What makes people good?

National Review, Sept 9, 1991 by David Martin

This is very serious, because it encourages liberal moral education to turn away from the demanding disciplines of virtue to the seductively easy acquisition of nice attitudes, especially attitudes toward victimage. After all, the vast majority of humankind has a claim to victimage and so to non-responsibility and the unlimited credit line. This status is especially useful if we are about to set up as oppressors on our own account. The history (and misleading name) of Liberia is a terrible warning. As for the consequences for whatever it is that "makes people good," these are pretty clear. We can face down the requirements of virtue by citing our status as victims and telling our hard-luck story. Even Saddam Hussein tried it.

But supposing we repudiate the moral license granted by this credit line, and also know perfectly well that goodness doesn't come naturally or even in any straightforward way by social rearrangements, how do we devise a modest proposal for its modest encouragement? Modest, of course, it has to be, since we must never go beyond the marginal improvement of the "average sensual man." Sanctity and heroism must be left to heaven. To help make people good, or (better) to help them to "make good," is first of all to diminish any gross advantages accruing to greed and malice. That requires, as a necessary though far from sufficient condition, the firm exercise of authority and the deployment of fear-that is, sanctions. No civil or civilized society significantly larger than Tristan da Cunha can exist without the exercise of authority, meaning a graduated distribution of executive power.

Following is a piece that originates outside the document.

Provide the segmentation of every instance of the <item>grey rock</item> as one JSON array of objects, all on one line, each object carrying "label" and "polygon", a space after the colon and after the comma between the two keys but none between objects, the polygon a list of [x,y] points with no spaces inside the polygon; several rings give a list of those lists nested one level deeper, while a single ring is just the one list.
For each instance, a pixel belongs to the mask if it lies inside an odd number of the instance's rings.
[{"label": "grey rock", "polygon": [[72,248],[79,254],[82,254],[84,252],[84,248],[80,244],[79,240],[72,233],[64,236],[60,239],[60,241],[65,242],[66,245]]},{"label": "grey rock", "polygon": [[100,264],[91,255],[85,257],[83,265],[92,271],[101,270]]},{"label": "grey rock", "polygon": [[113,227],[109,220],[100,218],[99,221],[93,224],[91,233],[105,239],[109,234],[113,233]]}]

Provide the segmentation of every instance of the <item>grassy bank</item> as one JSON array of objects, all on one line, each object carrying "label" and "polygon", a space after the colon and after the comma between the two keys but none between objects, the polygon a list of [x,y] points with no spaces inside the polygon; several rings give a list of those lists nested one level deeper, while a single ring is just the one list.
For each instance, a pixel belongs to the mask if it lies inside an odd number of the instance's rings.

In one sense this is too obvious to mention, but it is necessary to do so because the obvious is strictly unmentionable according to the contemporary Index of Prohibited Concepts and Words. Even if everyone in civilized society knows that civilized society depends on authority and sanctions, civilized society does not allow this to be said. This is a serious restriction (and a patent misuse of authority and sanctions) because it encourages social science to avoid serious analyses of taboo areas, and because what is not allowed to be said often hamstrings what has to be done, or ensures that what is done comes too little and too late.

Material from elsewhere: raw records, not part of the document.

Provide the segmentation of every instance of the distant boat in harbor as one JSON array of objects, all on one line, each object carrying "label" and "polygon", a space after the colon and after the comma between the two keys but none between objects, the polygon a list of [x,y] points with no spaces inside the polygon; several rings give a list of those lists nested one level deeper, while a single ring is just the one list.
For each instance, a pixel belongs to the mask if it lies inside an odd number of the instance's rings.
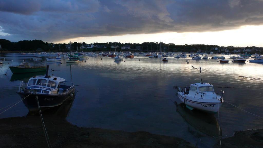
[{"label": "distant boat in harbor", "polygon": [[42,59],[42,57],[39,56],[38,57],[34,57],[32,58],[33,59]]},{"label": "distant boat in harbor", "polygon": [[9,66],[10,70],[13,73],[28,73],[45,71],[46,66],[44,65],[30,66],[27,62],[21,62],[20,65],[16,66]]},{"label": "distant boat in harbor", "polygon": [[229,61],[228,60],[225,59],[220,60],[219,61],[220,61],[220,63],[228,63],[228,62]]},{"label": "distant boat in harbor", "polygon": [[167,62],[168,61],[168,59],[166,58],[164,58],[163,59],[162,61],[164,62]]},{"label": "distant boat in harbor", "polygon": [[255,62],[256,63],[263,63],[263,58],[260,59],[256,59],[254,60],[250,60],[250,62]]},{"label": "distant boat in harbor", "polygon": [[61,58],[59,56],[57,57],[56,58],[46,58],[47,59],[47,61],[49,62],[51,61],[59,61],[61,60]]},{"label": "distant boat in harbor", "polygon": [[243,57],[239,57],[238,59],[232,60],[232,61],[233,62],[238,62],[239,63],[245,63],[246,61],[245,59],[244,59]]}]

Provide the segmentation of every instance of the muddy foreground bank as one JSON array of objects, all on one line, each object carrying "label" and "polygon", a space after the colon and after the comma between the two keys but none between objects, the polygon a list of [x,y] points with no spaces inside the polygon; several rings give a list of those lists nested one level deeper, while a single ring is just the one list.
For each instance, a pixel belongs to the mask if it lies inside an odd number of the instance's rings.
[{"label": "muddy foreground bank", "polygon": [[[96,128],[79,127],[64,119],[44,117],[53,147],[195,147],[181,138]],[[47,147],[39,116],[0,119],[1,147]]]},{"label": "muddy foreground bank", "polygon": [[[181,139],[148,132],[78,127],[64,118],[44,116],[53,147],[196,147]],[[47,147],[39,116],[0,119],[1,147]],[[263,129],[236,132],[222,147],[263,147]],[[220,147],[219,141],[214,147]]]}]

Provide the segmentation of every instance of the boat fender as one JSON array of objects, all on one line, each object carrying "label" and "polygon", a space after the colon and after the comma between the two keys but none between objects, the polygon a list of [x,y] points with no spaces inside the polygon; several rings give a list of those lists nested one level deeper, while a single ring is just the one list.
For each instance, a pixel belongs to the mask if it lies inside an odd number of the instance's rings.
[{"label": "boat fender", "polygon": [[178,91],[182,91],[182,90],[181,89],[180,87],[178,87]]}]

The underlying problem is the high-minded feeling that these necessary conditions for people to "make good" are not good enough. Put it another way: since authority has in the past been an engine to promote every kind of oppression, it is somehow impolite to notice that it is also an unavoidable requirement for the promotion of goodness. The goods of liberty and equality, for instance, are specifically dependent on the exercise of authority, and indeed the proponents of equality demand deployments of authority and fear far beyond what is proposed here. The logical extension of their aims is Hoxha's Albania, where even clothing was equalized and made "uniform" by fiat. What T propose is only a limited but secure exercise of authority in home, school, and society, to ensure an open social space for the disposition to good and a more restricted space for the disposition to ill.